An “unprecedented” number of companies are attempting to reduce their business rates bills as the impact of the coronavirus pandemic on high streets and offices looks set to last far longer than first anticipated.
According to Colliers International, the property consultancy, some 170,000 businesses have taken the first step towards appealing against their rates since the pandemic began in the UK in March. That is more than the total number in the three previous years, during which 159,000 queried their rates.
“The numbers are unprecedented,” said John Webber, head of business rates at Colliers. Coronavirus is the “biggest material change in circumstances in the history of ratings”, he added.
Appeals are lodged with the Valuation Office Agency, part of HM Revenue & Customs. Businesses raise queries about their rates through a three-stage process called “Check Challenge Appeal”.
Typically the VOA will assess these individually, but given the wave of “checks” that have been submitted, Mr Webber anticipated that more sweeping changes may be implemented.
“They might be tempted to look at it across whole regions: every shop, hotel and office in some locations have been affected. The numbers [the VOA] have got mean they’ve got no choice other than to deal with them in a much more broad-brush way,” he said.
A separate review of the rates system is under way, and business groups have called for rates to be frozen for the next two years and then reduced, to reflect the pandemic’s impact.
Business rates are a considerable cost for any company occupying commercial premises, and provide an important income stream for councils, which use the revenue to fund local services. In the last tax year, local authorities collected £25.6bn in business rates.
The payments are based on a building’s rateable value — effectively an estimate of a property’s rental value at a given date. Current rateable values are set according to rents on April 1, 2015.
Office occupiers, retailers and hoteliers complain that coronavirus has destroyed the previous basis for assessing rateable values.

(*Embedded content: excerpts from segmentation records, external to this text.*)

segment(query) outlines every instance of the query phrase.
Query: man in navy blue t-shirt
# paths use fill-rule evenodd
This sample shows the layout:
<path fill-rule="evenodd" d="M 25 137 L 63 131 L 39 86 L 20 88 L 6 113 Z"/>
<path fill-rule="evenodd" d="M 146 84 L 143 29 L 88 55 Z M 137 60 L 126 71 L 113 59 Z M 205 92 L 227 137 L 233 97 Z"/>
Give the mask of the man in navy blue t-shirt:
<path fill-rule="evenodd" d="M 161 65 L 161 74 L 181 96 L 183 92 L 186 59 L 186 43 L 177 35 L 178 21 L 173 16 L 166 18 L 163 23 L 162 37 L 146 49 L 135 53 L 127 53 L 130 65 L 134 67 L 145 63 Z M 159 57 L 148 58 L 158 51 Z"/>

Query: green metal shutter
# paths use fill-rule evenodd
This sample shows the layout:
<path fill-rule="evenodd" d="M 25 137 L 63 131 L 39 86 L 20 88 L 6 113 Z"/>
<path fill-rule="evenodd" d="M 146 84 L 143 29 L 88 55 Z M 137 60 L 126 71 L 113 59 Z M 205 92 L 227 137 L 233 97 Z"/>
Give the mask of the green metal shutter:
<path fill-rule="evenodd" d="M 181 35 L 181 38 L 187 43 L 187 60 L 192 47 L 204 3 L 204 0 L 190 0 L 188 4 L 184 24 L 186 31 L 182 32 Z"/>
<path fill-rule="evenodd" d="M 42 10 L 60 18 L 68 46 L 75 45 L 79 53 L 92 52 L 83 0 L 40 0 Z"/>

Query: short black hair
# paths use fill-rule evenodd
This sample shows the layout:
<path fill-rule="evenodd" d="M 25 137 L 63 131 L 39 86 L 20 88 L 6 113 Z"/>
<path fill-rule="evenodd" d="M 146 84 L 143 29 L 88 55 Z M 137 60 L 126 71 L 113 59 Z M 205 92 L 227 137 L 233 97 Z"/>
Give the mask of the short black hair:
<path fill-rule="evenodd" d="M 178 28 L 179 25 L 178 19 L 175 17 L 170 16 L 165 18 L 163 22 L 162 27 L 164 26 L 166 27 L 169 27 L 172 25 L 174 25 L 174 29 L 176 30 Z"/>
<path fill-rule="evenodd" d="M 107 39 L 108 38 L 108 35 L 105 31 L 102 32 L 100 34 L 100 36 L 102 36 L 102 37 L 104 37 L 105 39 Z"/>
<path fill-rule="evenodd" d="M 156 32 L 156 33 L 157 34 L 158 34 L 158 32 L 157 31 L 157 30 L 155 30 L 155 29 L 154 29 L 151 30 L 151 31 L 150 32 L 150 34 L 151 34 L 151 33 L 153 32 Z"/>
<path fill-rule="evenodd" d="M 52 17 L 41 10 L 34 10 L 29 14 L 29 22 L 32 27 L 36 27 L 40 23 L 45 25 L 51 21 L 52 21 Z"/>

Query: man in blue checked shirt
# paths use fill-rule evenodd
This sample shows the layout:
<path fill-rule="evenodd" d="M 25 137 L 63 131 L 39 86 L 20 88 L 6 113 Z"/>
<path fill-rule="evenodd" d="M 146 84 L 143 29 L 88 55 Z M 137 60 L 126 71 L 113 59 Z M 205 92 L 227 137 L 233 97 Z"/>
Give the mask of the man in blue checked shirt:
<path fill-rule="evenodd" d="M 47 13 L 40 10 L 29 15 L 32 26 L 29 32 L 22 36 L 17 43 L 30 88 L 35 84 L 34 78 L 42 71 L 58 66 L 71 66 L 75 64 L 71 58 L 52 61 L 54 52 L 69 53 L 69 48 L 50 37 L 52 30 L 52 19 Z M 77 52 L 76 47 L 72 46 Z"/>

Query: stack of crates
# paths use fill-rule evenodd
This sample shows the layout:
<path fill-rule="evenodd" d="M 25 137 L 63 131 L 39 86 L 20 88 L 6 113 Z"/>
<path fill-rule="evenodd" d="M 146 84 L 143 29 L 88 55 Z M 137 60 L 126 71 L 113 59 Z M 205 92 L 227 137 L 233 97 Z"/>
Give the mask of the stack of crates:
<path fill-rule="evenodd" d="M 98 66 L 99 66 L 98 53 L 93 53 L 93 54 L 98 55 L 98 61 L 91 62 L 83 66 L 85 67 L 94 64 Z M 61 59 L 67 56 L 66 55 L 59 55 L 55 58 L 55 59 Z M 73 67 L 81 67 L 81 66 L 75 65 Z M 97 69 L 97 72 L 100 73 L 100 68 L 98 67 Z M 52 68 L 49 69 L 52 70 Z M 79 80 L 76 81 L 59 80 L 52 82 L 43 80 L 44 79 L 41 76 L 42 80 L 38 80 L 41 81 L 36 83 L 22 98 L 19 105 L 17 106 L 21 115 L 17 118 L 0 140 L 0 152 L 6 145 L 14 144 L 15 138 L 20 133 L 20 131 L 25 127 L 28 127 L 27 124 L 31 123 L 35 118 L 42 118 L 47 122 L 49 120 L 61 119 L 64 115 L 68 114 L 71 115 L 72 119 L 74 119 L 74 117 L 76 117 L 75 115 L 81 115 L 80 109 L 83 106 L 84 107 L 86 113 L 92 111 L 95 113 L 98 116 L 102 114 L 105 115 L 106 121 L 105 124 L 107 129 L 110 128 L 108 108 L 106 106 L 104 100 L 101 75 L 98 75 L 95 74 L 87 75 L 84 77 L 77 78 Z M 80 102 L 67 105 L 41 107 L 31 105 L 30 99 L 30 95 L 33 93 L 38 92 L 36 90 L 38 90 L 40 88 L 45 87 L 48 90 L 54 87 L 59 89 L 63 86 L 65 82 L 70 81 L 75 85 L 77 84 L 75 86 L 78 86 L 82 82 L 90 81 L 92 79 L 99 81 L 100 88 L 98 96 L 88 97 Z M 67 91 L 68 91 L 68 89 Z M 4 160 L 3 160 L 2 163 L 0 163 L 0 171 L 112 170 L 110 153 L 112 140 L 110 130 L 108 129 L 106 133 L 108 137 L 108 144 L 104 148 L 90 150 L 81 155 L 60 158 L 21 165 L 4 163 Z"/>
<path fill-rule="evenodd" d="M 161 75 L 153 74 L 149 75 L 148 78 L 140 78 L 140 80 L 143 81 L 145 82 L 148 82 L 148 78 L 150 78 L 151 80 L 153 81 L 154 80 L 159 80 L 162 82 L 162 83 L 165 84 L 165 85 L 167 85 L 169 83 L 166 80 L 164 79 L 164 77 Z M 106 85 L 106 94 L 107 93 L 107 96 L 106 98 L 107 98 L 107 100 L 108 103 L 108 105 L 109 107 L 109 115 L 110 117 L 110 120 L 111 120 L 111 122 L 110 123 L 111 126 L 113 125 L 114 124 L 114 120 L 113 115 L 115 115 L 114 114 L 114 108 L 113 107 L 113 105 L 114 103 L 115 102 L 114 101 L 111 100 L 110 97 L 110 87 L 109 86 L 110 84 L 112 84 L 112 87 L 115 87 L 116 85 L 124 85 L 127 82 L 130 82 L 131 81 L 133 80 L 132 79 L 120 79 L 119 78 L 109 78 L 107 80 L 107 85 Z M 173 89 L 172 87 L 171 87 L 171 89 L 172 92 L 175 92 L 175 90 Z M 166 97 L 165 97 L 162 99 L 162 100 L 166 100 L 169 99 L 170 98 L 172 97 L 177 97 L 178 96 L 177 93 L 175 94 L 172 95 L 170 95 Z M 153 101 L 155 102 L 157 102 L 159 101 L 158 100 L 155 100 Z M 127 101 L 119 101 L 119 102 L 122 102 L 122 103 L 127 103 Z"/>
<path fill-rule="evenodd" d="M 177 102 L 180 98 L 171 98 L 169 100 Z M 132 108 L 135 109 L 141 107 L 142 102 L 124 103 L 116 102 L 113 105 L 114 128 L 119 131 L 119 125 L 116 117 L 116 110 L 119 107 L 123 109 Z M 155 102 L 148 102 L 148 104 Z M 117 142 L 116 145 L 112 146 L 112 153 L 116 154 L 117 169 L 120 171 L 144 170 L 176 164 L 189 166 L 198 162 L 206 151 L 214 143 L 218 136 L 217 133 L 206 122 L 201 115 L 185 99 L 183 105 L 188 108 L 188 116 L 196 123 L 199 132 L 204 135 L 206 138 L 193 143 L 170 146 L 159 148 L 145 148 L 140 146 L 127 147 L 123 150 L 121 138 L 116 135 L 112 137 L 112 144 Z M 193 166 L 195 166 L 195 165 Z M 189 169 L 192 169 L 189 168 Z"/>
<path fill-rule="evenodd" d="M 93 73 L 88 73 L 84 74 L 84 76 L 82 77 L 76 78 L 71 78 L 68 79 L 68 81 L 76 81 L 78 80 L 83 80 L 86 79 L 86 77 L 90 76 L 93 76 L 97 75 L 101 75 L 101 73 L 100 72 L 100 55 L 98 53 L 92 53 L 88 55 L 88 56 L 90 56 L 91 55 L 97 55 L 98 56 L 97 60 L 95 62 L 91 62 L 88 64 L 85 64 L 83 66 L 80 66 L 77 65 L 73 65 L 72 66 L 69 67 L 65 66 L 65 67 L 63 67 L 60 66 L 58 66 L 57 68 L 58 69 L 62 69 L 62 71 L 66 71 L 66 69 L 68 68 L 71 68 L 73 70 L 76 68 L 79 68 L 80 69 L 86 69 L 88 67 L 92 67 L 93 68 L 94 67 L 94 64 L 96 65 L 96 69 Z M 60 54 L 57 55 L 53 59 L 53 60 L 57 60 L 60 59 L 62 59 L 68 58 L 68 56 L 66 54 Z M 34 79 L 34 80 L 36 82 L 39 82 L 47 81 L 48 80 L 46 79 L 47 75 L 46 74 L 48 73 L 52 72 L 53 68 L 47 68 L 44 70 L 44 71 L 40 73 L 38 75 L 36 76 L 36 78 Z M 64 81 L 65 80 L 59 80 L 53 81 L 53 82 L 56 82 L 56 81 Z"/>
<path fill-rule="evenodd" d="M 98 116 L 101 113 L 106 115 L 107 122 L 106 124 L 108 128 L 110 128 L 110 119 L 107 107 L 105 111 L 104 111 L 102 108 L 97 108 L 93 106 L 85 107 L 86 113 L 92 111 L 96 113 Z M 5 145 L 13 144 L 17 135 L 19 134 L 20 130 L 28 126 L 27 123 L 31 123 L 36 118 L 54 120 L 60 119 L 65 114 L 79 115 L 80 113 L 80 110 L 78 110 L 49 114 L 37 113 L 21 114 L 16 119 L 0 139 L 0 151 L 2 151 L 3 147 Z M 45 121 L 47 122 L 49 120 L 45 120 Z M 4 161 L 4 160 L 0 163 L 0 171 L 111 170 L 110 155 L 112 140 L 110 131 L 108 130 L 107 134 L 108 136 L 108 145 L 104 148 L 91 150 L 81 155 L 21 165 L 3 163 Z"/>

Non-essential retailers have faced extended closures and heavy reductions in footfall; hotels have seen guest numbers plummet; and offices have been largely empty for the last seven months.
Those businesses argue that the pandemic has meant a material change in circumstances, an argument the VOA will now weigh up.
The VOA said: “The coronavirus pandemic has led to an unprecedented increase in ratepayers seeking reductions in their rateable values.” The agency added that it had cleared a number of cases at the “check” stage and was now seeing a “higher than usual numbers of challenges”.
Some companies, such as small businesses in retail, hospitality and leisure, have been granted temporary relief from rates bills until April, by which point it had been hoped that normal operations would have resumed.
But many have missed out on rates relief or grants — which have only been offered to businesses in certain sectors or with premises below a certain rateable value — and a full recovery by next spring looks unlikely.
“We’re still expected to pay the full rate, which for us is £100,000. It’s ridiculous when you consider our business is down 94 per cent since March and doesn’t look like it will come back immediately,” said Jane Dancaster, who runs an English language school in Wimbledon.
“The overhang of Covid-19 will be a lot longer than people think. People thought it would be over by Christmas and that by next April they would be paying rates,” said Mr Webber.